On April 15, 2013, the Ontario Labour Relations Board released a decision which should be of interest to employers as it considered whether to find that two employers were “related” over the objections of both employers.
To understand the decision, it is important to understand the parties involved and how they were connected. The University of Western Ontario (“UWO”) is a publicly funded university, established in 1878. Its governing legislation is the University of Western Ontario Act, 1982 which provides for the management of UWO by a Board of Governors. UWO employs over 10,000 people, including a number of established collective bargaining relationships. UWO's medical students receive training at London Health Science Centre. These medical training relationships are known as “affiliations”. They are documented in what are known as “Affiliation Agreements”. The nature of medical education in Ontario universities requires a relationship with affiliated teaching hospitals.
London Health Sciences Centre (“LHSC”) is a large acute care public teaching hospital, regulated by the Public Hospitals Act. LHSC is a hospital providing facilities for giving instruction to university medical students. LHSC came into existence in 1995 upon the merger of University Hospital (established in 1972) and Victoria Hospital (established as a teaching hospital in 1882). LHSC is governed by a Board of Directors. LHSC receives the vast majority of its funding from the Province. It has nearly as many employees as UWO, including collective bargaining relationships with different unions.

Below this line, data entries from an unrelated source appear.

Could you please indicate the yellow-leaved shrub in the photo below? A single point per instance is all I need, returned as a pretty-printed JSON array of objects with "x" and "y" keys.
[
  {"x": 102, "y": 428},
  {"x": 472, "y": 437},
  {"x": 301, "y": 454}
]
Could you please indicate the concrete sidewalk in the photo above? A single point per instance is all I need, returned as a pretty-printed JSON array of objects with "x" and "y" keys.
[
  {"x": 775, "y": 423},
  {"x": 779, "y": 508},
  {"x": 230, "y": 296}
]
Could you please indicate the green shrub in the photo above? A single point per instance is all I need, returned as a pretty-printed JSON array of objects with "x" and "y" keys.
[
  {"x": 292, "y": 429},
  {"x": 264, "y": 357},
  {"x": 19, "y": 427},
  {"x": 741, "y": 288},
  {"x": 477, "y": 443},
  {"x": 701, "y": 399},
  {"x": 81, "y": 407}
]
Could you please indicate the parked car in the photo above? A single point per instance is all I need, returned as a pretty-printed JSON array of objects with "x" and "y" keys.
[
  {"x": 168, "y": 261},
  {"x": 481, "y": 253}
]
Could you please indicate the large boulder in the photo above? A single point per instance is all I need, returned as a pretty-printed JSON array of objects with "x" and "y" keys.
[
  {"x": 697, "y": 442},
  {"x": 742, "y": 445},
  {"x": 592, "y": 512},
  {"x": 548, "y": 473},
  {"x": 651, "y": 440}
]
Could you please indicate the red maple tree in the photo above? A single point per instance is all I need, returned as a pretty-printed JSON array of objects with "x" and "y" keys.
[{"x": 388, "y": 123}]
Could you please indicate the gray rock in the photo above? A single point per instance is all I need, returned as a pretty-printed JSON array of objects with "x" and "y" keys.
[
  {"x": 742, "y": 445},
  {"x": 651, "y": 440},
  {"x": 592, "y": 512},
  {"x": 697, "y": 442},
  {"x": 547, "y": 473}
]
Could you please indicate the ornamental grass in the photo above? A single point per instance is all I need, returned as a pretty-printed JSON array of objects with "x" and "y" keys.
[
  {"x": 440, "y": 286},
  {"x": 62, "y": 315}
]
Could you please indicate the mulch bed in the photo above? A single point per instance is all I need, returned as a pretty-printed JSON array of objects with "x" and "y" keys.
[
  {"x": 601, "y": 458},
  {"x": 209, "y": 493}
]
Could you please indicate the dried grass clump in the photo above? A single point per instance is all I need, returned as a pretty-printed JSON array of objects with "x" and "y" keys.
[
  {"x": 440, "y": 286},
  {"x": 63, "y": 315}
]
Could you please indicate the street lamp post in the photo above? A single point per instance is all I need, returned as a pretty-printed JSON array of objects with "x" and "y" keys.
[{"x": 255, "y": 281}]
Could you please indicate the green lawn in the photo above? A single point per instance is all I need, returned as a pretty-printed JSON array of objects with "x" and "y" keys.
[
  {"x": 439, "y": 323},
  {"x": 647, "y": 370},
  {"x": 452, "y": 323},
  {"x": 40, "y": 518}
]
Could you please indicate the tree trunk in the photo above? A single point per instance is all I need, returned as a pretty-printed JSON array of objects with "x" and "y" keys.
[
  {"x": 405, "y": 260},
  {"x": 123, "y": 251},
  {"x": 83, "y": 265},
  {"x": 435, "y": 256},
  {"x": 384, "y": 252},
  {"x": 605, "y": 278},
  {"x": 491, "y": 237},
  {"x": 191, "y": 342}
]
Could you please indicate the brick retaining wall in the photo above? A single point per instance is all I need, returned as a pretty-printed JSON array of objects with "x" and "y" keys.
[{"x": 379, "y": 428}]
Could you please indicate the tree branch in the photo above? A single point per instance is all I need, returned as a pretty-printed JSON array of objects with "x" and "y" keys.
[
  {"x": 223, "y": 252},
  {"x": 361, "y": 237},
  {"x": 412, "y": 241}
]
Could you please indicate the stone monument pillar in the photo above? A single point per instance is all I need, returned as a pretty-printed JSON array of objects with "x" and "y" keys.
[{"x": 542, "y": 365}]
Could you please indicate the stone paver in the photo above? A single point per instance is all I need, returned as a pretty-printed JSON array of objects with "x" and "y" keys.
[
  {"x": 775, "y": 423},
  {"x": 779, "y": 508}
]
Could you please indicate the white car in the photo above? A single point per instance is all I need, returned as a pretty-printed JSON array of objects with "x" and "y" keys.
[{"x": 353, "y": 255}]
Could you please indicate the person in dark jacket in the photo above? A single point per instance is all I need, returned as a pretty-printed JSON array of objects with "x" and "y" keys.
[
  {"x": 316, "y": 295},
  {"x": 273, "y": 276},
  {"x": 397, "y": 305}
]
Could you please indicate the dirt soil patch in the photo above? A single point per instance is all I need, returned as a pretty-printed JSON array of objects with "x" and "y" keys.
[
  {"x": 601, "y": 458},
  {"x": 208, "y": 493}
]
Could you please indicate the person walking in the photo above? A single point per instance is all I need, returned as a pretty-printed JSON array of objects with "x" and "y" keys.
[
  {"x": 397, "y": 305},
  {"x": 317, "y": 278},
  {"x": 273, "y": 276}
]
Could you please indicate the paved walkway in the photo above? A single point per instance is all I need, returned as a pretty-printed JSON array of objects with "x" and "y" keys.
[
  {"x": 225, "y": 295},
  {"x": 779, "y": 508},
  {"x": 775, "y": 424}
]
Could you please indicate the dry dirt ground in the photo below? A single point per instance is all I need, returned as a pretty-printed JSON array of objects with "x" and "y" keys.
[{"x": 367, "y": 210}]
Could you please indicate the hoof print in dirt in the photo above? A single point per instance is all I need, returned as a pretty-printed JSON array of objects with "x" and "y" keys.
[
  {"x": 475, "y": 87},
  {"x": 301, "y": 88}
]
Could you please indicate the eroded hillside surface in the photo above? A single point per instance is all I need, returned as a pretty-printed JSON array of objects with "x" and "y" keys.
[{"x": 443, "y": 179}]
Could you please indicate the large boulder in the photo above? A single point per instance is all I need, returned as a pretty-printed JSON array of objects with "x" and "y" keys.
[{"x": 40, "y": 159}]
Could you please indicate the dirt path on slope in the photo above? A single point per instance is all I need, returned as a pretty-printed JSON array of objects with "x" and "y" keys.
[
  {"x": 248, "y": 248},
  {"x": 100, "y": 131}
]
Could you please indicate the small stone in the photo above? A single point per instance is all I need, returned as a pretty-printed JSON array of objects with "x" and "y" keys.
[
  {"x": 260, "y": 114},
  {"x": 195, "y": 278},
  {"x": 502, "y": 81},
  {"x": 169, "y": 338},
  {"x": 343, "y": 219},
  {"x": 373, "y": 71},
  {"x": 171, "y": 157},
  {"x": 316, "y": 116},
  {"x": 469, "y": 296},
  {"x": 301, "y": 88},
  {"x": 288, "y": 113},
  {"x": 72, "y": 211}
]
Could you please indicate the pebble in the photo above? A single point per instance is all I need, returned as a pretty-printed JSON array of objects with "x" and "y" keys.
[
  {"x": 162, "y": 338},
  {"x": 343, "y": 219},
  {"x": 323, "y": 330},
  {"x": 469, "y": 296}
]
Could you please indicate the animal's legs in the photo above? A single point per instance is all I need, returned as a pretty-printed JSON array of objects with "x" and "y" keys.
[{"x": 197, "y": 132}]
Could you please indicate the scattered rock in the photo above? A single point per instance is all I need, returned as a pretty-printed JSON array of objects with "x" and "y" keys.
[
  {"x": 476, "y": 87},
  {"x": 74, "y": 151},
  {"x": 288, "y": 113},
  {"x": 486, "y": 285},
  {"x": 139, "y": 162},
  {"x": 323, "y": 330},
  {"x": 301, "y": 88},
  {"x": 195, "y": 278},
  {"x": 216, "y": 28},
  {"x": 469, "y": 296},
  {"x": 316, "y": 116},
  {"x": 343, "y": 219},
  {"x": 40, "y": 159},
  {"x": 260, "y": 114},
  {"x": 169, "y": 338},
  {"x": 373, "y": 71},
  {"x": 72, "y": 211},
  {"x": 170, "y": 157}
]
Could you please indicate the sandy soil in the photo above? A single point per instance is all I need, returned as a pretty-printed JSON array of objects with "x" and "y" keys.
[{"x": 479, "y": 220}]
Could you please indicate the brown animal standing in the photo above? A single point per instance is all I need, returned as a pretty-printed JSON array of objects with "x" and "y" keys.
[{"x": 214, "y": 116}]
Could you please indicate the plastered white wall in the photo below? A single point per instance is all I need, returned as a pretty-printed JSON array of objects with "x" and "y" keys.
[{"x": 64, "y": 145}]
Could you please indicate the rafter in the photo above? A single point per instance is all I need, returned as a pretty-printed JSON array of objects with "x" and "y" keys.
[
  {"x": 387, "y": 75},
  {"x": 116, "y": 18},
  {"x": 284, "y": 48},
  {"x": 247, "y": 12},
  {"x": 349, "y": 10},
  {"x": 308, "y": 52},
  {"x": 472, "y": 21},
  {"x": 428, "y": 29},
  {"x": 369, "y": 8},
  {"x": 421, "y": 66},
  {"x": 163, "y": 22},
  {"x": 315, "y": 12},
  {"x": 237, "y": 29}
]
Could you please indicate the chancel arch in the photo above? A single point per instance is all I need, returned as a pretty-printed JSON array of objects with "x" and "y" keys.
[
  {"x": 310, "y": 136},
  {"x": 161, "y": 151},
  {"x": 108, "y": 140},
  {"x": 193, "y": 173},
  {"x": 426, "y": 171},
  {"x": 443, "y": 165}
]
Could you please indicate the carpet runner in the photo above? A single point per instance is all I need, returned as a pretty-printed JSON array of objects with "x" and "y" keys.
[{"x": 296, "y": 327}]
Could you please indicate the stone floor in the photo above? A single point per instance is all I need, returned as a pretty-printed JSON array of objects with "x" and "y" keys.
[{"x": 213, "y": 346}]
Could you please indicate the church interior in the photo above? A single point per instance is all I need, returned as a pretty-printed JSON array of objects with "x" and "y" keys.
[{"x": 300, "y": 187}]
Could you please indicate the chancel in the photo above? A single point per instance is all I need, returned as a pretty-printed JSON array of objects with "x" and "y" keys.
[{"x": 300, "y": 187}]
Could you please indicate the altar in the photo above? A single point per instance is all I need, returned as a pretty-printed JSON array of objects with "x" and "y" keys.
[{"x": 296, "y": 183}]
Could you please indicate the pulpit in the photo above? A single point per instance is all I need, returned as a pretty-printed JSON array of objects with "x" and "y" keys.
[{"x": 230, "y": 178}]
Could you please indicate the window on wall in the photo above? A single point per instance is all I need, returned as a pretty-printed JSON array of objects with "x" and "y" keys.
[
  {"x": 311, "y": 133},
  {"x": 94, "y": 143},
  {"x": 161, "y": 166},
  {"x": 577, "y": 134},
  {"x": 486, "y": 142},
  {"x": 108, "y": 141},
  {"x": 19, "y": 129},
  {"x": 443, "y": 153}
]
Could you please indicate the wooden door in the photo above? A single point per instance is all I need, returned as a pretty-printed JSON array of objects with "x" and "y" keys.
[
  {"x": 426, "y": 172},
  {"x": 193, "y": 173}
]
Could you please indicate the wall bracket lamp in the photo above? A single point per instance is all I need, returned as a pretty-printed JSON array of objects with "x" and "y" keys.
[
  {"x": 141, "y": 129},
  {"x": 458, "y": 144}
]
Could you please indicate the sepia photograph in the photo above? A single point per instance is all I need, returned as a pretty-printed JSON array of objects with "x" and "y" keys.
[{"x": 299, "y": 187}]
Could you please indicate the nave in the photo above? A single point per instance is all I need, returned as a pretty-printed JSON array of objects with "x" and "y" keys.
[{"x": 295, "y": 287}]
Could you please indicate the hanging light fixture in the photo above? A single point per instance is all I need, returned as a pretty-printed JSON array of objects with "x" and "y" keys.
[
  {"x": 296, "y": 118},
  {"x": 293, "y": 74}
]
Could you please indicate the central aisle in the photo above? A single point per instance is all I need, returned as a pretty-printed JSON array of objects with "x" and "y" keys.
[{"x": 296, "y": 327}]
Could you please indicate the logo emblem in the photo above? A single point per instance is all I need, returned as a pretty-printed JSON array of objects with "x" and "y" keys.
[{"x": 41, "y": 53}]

The Affiliation Agreement between UWO and LHSC seeks to recognize and maintain each institution's independent and unique mandate. However, the Labour Board decided that the relationship between them was such that the line between medical education, patient care and research became “rather blurrily indistinct”.
UWO's Schulich School of Medicine and Dentistry (“Schulich”) is governed by a Dean and Associate Deans, Chairs and Committees. Schulich has a Council that advises UWO's Senate, which is responsible for all matters pertaining to UWO's academic mission. Schulich's clinical departments and Clinical Academics provide patient care at LHSC and participate in the education of medical students.
The UWO Staff Association (“the Union”), one of eleven employee groups at UWO, was certified in 1997 to represent an “all employee” unit, including a significant number of UWO's clerical/office/administrative support staff. In September, 2007, the Union filed an application under subsection 1(4), alleging that the responding parties were one employer for the purposes of the Labour Relations Act. The matter largely involved the nature of the relationship of a “teaching hospital”, LHSC and a university, UWO. The Union's primary position was that the responding parties ought to be treated as one employer under the Act, and covered by the Union's jurisdiction.
This was, in the Board's words, “a hard-fought contest” which spanned 24 days and included three full days of closing arguments over five years.
The Labour Relations Act, subsection 1(4) states that the Board acquires the discretion to make a related employer declaration when the following three pre-conditions are present:
- there is more than one entity involved;
- related or associated activities or businesses are carried on by the entities concerned; and,
- the activities or businesses are under common control or direction.
UWO and LHSC both argued that the evidence did not support a finding that they were one employer; did not support a finding that they were related; and that even if the Board decided they were associated or related, the Board should exercise its discretion and not grant the Union the bargaining rights it sought.
The Union relied on a line of cases where the Board had found that otherwise separate entities whose primary business activities were distinct, nevertheless were related employers by virtue of having carried on a single associated or related activity. The Union argued that it had satisfied subsection 1(4)'s precondition; and, had demonstrated some erosion of its bargaining rights and the potential for more erosion. The Union identified the educational and clinical activity within the merged clinical departments as the associated or related activities or business carried on by the responding parties. Thus, argued the Union, the common ground in the activities carried on by the respondents consisted of a “joint venture” in respect of the education of medical students of Schulich. Of note to employers, the Union was almost successful.
In reviewing the operations of the responding parties in this case, the Board found that the subsection 1(4) preconditions for a declaration had been established by the Union. However, the Board declined to exercise its discretion and make the declaration because doing so would give rise to “greater labour relations problems than it addresses”.
Employers should learn from this case to exercise caution when entering into situations that could involve the associated or related employee provisions of the Labour Relations Act. Employers should be mindful of the risk that the Board can deem otherwise legally separate employers to be associated or related and therefore covered by a union's collective agreement, for labour relations purposes.